Sehr kurzfristig gedacht

Als Ausgleich erwägt der Senator die Abschaffung einiger Steuererleichterungen, die bis 2010 ausgeweitet werden sollten. «Wenn man den Bürgern sagen kann, dass ihre Steuern auch dann nicht steigen werden, dann ist das doch eine ganz gute kurzfristige Massnahme», meint er.

Doch diese und weitere geplante Schritte wären nur Tropfen auf den heissen Stein. Erschwerend kommen überdies weitere Kosten für den Irak-Krieg und Afghanistan hinzu. Das Congressional Budget Office rechnet dafür bis zum Ende des Steuerjahres am 30. September mit Ausgaben in Höhe von 145 Mrd Dollar.
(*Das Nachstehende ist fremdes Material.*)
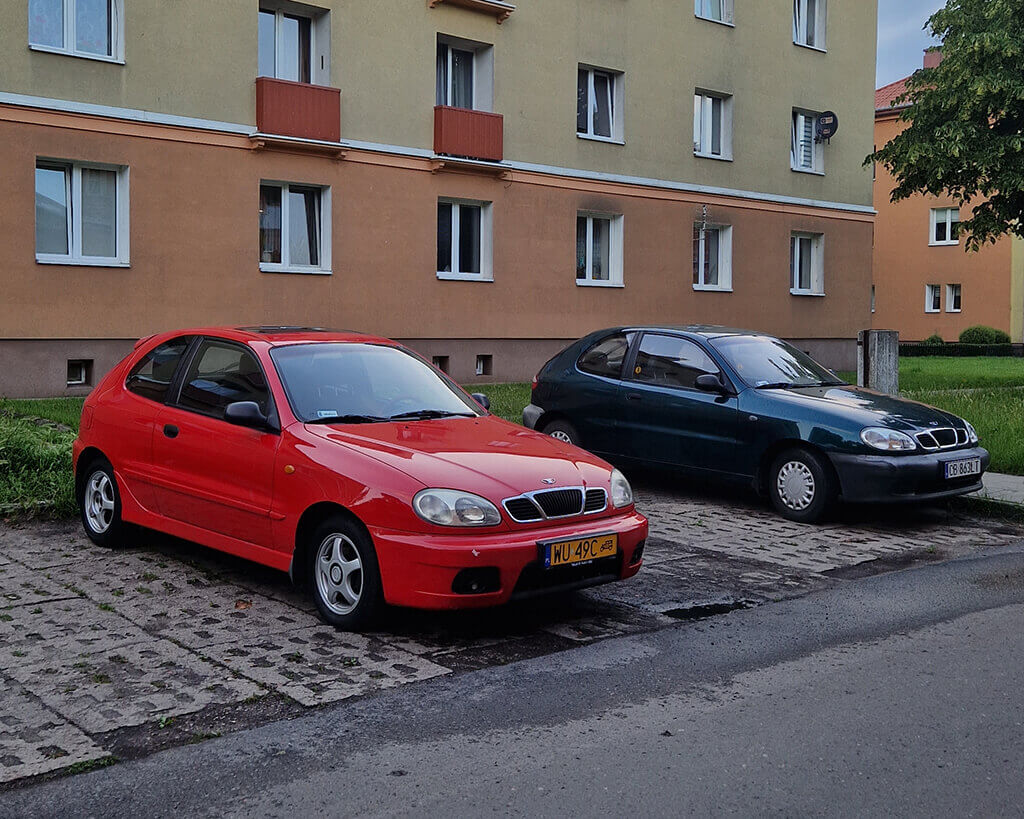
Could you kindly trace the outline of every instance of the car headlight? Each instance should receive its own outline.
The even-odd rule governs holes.
[[[502,515],[493,503],[457,489],[418,491],[413,509],[425,521],[438,526],[494,526],[502,522]]]
[[[633,503],[633,487],[617,469],[611,470],[611,505],[616,509]]]
[[[918,442],[905,432],[886,429],[885,427],[867,427],[866,429],[862,429],[860,431],[860,439],[872,449],[907,451],[918,448]]]

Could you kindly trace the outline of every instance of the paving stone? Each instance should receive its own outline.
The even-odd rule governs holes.
[[[0,782],[13,782],[105,756],[74,725],[19,685],[0,678]]]

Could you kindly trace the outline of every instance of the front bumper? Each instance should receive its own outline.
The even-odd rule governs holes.
[[[982,474],[988,469],[988,451],[980,446],[927,455],[830,455],[844,501],[881,504],[935,501],[978,491],[981,475],[945,477],[946,463],[968,458],[981,459]]]
[[[615,532],[618,554],[584,566],[544,569],[539,542]],[[559,592],[632,577],[643,565],[647,519],[636,511],[519,531],[417,534],[370,528],[384,599],[396,606],[453,609],[498,606],[542,592]],[[465,569],[497,569],[495,591],[459,594]]]

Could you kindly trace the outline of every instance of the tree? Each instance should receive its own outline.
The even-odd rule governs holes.
[[[950,196],[973,215],[968,250],[1024,238],[1024,0],[947,0],[926,28],[942,61],[907,81],[907,128],[867,158],[896,179],[891,199]],[[980,200],[980,201],[979,201]]]

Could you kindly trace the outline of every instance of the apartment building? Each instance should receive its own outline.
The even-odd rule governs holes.
[[[940,51],[926,51],[924,66],[941,59]],[[876,92],[879,146],[906,127],[900,115],[907,106],[896,100],[907,79]],[[961,217],[970,217],[967,208],[962,212],[950,198],[925,196],[894,205],[889,198],[895,184],[888,169],[876,168],[872,326],[898,330],[903,341],[933,335],[956,341],[967,328],[984,325],[1024,341],[1024,241],[1005,236],[968,253],[959,236]]]
[[[869,326],[873,1],[8,5],[0,394],[183,326],[361,330],[467,383],[641,321],[851,367]]]

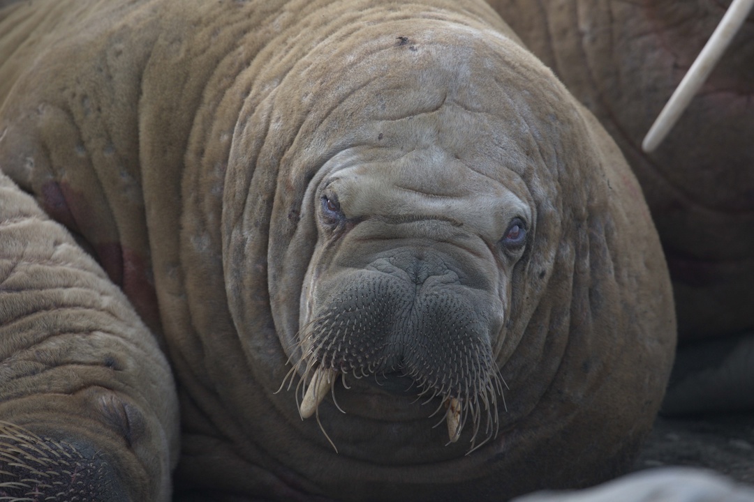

Seit Ende 2005 bereitet sich der 71-jährige Senator auf den erneuten Wahlkampf vor und wird dabei von namhaften Persönlichkeiten aus der Wirtschaft unterstützt: Douglas Holtz-Enkin, ehemaliger Leiter des Congressional Budget Office, und Kevin Hassett, der ihn auch schon in der Kampagne im Jahr 2000 unterstützte, schicken ihm wöchentlich ein vierseitiges Informationsblatt zu Steuerreform, Handel und anderen Themen. John Chambers von Cisco oder Carly Fiorina, die ehemalige HP-Chefin, begleiten ihn bei öffentlichen Auftritten. Wer McCain gut kennt, erwartet einen konservativen Populisten, der eher instinktiv als auf der Basis ökonomischer Ideologie handelt. Damit ist er für die Wirtschaft schwer einzuschätzen, für seine Gegner aber auch schwer angreifbar.